The trio of shorts are all cut from the same cloth: A man suffers and loves to suffer at the hands of his controlling employer; a husband believes his wife, found after a tragic accident at sea, is not who she claims to be; two cultists search for a potential messiah in the heartlands. They are tales of power, promises, lies, and sex. The big picture reminds me of the 2001 film Storytelling, by Todd Solonz, which explored power dynamics, consent, and the eroding lines between fact and fiction just as acerbically. Only Solonz’s film is a full hour shorter. Kindness takes its time with each short, and around the halfway point, I began to wonder how many more false starts I could take.
Each story features the same players, and they’re all uniformly great. Jesse Plemons is a treat at playing downtrodden men who are just waiting to boil over. Emma Stone continues to delight as she subverts every expectation the audience may have of her. Willem Dafoe can be funny and malicious in the same scene without breaking a sweat.

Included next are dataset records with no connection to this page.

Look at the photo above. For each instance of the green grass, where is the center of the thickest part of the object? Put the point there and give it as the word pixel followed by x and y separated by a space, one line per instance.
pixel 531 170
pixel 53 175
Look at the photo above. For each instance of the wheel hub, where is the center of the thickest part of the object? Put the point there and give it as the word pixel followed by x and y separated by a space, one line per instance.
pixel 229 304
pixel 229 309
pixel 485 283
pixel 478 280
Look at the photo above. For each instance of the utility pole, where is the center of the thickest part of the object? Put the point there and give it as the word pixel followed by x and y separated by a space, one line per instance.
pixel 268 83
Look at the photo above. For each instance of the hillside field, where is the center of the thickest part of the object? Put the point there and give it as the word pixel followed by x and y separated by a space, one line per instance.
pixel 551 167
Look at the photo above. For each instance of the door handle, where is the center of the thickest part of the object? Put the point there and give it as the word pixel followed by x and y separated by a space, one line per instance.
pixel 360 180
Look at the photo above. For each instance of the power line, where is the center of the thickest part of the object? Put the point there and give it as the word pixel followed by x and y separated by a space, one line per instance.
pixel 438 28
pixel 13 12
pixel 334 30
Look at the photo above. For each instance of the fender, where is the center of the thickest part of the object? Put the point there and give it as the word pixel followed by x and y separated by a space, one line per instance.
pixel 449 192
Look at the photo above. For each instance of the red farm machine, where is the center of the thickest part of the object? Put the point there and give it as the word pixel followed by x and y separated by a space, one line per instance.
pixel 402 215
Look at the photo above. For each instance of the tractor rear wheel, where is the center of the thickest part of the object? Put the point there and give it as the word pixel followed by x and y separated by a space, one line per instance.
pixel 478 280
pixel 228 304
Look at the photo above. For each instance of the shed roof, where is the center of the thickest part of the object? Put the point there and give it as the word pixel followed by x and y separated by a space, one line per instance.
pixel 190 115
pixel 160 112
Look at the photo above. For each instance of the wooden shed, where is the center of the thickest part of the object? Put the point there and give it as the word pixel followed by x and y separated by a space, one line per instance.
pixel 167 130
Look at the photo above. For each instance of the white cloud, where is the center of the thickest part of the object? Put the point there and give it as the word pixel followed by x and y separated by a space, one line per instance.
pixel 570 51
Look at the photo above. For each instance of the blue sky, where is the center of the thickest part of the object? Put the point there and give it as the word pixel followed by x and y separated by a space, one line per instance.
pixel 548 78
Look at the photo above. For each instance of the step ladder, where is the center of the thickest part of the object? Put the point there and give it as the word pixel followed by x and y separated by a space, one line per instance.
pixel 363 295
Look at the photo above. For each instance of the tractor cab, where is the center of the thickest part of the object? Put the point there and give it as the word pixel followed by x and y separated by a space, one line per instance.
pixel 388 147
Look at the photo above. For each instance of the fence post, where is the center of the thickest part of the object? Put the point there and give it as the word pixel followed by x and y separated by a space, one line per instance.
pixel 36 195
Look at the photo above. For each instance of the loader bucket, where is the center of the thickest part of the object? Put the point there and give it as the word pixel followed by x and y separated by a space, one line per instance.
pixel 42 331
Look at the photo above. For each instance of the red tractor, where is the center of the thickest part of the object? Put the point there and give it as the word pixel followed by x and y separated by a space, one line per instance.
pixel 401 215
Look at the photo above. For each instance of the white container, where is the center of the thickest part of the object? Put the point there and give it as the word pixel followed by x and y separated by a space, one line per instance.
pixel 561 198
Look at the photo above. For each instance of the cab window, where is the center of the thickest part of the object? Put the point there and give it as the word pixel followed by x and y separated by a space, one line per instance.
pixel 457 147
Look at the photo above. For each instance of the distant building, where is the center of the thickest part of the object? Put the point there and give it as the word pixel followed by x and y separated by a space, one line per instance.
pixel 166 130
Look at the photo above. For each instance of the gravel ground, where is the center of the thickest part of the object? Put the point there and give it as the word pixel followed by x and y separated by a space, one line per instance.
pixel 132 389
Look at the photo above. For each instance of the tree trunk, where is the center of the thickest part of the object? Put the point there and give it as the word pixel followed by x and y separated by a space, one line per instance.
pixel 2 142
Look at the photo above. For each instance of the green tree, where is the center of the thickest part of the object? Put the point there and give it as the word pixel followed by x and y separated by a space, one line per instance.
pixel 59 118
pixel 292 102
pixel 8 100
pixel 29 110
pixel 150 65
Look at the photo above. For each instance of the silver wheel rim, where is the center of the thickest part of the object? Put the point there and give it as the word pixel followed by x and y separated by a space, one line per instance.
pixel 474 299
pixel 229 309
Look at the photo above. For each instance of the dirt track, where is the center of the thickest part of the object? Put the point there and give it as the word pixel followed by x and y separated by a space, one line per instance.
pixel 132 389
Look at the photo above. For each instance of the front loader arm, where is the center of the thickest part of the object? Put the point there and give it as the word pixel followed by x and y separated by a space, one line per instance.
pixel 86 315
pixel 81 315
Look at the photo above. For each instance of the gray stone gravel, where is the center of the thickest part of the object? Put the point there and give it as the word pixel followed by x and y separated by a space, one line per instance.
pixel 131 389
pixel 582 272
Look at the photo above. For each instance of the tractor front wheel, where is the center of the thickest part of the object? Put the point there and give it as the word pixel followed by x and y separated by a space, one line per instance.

Hong Chau continues to be exceptional at everything she does. This is a cast that is so tuned in to the material they’re working with, it comes out like second nature. I believed each of them in their parts, even when I didn’t care for the story they’re in.
It would be a lie to say there isn’t a single good thing about Kinds of Kindness. The first story, featuring Plemons as the long-suffering test subject to Dafoe’s whims, is easily the best of the bunch. Had it been released on its own, I could easily point to it as my favorite Lanthimos story to date. But it’s tied to the two other shorts, both meandering and aimless, that it loses any power it may have held. It becomes collateral damage in a film that doesn’t know when to call it quits.
Yet still, Lanthimos continues to captivate audiences. So who knows what I’m missing. Maybe this is what others felt like when I raved about the latest Wes Anderson. Perhaps they, too, saw something handsomely produced, yet felt nothing.